Durin spread his hands. “I have listened and spoken with care and attention, Honored One, but I’ve heard no such rumor here.”
“The day’s not over yet. There will be rumors like that flying around,
before nightfall,” she said. “We’ll maybe be, oh, Dominion spies, or perhaps assassins, seeking to kill the Promised Warrior before he can demonstrate who he is. But there will be rumors, and everyone and anyone will be on the lookout for us, and anyone loyal to the Table and the Seat who believes those rumors will try to stop us, and the rest will try to stop us for the chance of a reward.”
Dad shook his head. “I think—”
“No, you don’t think,” she said, her voice low but intense. “That’s the trouble with you. You’re a strong man, Mr.
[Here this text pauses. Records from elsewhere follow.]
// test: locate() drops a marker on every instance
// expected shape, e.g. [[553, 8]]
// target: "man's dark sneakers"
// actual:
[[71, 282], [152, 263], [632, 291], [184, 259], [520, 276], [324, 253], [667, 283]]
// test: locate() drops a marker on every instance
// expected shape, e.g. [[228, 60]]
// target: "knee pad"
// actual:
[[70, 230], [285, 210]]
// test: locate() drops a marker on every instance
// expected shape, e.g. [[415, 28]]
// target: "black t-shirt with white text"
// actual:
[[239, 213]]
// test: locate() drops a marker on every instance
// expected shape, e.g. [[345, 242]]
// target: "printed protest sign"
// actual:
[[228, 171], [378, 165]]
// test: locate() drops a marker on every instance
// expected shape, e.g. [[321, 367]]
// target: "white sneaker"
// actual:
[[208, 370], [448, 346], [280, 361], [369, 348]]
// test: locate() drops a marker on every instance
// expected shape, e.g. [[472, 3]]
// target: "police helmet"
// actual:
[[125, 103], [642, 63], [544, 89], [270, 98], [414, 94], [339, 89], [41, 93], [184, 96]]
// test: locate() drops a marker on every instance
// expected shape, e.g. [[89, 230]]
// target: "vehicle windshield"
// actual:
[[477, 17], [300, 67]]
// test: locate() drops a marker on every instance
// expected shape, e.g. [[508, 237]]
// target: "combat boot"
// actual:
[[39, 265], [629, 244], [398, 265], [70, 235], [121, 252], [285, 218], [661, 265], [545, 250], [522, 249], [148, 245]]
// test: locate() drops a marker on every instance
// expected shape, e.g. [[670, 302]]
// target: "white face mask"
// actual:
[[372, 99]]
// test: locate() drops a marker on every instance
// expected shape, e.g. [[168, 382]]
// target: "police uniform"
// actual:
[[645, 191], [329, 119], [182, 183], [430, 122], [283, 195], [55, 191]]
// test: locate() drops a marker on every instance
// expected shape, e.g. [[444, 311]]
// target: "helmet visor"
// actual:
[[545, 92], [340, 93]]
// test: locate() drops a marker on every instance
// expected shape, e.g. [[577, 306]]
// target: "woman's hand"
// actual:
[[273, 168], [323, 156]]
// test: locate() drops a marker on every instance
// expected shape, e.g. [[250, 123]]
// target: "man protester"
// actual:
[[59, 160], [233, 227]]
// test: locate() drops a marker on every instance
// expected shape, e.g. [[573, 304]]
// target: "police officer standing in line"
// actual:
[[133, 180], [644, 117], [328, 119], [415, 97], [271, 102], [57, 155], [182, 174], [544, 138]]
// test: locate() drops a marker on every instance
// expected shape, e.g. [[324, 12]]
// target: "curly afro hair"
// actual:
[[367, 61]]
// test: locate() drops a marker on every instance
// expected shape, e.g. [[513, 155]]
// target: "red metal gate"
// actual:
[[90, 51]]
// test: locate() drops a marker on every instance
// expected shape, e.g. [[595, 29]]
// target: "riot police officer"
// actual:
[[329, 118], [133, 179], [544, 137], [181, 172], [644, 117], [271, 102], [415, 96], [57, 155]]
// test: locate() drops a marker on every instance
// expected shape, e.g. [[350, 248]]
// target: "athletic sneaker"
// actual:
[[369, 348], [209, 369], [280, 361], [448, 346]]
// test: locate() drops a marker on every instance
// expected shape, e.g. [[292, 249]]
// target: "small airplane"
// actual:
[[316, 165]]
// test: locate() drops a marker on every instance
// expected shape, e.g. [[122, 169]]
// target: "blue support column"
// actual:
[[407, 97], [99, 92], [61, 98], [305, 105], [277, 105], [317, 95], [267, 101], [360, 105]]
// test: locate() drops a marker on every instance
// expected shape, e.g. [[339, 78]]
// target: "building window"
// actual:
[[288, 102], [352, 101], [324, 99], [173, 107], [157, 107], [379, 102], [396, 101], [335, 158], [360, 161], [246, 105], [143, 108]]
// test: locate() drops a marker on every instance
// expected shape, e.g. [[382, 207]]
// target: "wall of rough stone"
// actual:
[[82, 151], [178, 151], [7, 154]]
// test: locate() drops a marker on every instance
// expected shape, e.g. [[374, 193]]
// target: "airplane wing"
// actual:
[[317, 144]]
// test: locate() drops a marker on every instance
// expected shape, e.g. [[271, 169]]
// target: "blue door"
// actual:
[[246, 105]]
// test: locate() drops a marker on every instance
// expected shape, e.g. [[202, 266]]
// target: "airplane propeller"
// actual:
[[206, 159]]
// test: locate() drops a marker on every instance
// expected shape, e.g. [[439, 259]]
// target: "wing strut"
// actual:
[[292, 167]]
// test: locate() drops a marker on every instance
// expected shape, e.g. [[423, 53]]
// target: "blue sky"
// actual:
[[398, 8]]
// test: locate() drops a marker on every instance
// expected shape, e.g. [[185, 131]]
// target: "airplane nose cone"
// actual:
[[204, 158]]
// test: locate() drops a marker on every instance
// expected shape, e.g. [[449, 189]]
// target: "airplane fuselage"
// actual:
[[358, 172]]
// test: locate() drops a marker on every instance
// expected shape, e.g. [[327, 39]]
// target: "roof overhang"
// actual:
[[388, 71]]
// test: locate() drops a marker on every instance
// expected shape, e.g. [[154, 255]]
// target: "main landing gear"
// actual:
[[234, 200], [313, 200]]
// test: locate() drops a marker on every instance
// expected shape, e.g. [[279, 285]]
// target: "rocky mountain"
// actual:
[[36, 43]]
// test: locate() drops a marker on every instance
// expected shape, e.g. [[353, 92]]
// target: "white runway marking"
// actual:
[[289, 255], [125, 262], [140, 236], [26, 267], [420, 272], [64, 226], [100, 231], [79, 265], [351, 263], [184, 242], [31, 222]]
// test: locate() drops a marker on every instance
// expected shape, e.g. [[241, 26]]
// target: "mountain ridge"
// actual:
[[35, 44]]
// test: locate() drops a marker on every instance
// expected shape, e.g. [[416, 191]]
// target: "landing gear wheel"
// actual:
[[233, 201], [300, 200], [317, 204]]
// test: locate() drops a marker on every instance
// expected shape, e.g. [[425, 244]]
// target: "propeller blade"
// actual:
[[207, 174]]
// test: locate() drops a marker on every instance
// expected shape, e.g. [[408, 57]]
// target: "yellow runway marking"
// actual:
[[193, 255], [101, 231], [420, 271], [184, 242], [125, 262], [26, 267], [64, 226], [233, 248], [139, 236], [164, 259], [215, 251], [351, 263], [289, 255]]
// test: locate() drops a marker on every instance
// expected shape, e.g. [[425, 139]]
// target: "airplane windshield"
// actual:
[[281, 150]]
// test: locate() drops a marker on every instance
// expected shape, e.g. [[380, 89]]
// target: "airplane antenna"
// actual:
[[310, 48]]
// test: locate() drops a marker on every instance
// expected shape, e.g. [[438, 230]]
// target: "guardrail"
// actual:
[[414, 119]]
Thorsen, and you’re brave, and I wouldn’t have asked for better…” her fingers fluttered as she looked for the right word, “… a better companion the day we fought the Fenrir. On your worst day you’re probably a better fencer than I’ll ever hope to be. And like your son, you’re a good man.
“But when either of you turns his goddamn brain off, either because you’re thinking with that little head on the end of your penis or because you’re too damn comfortable with the people around you, you’re easy to fool.
“Your wife did it without working up a sweat. Not because she was all that clever about it. And neither of you would have looked past that, not if Dave Oppegaard and Doc and Minnie and the rest of them hadn’t been watching out for you. You’re wary around strangers, but any friend could pick your pocket, and if you found his hand in your pants, you’d just assume he was warming his fucking fingers.”
Torrie was even more confused. Why all the heat and anger? And why the swearing? Maggie almost never swore.
So he spoke slowly and quietly, but not too slowly or quietly.
“Maggie, please,” he said. “What makes you so sure? Why can’t it be easy?”
“Because if it was all so easy,” she said, her brittle voice holding not a trace of hysteria, “if there was no reason in the world for us to go, why would that asshole pretending to be Hosea have tried to stop us?”
Chapter Sixteen
The River
Jottendal turned out to be a walled city, the count’s castle set on an outcropping high over the Jut. Where the fast-moving Gilfi ran like a swift gray snake through the land, the wide, slow Jut meandered around long, wide bends. But the bends were deep cuts in the land; Castle Jottendal stood on a bank easily a couple of hundred feet above the murky brown surface of the river below. In some things, time and patience could serve as well as youth and vigor.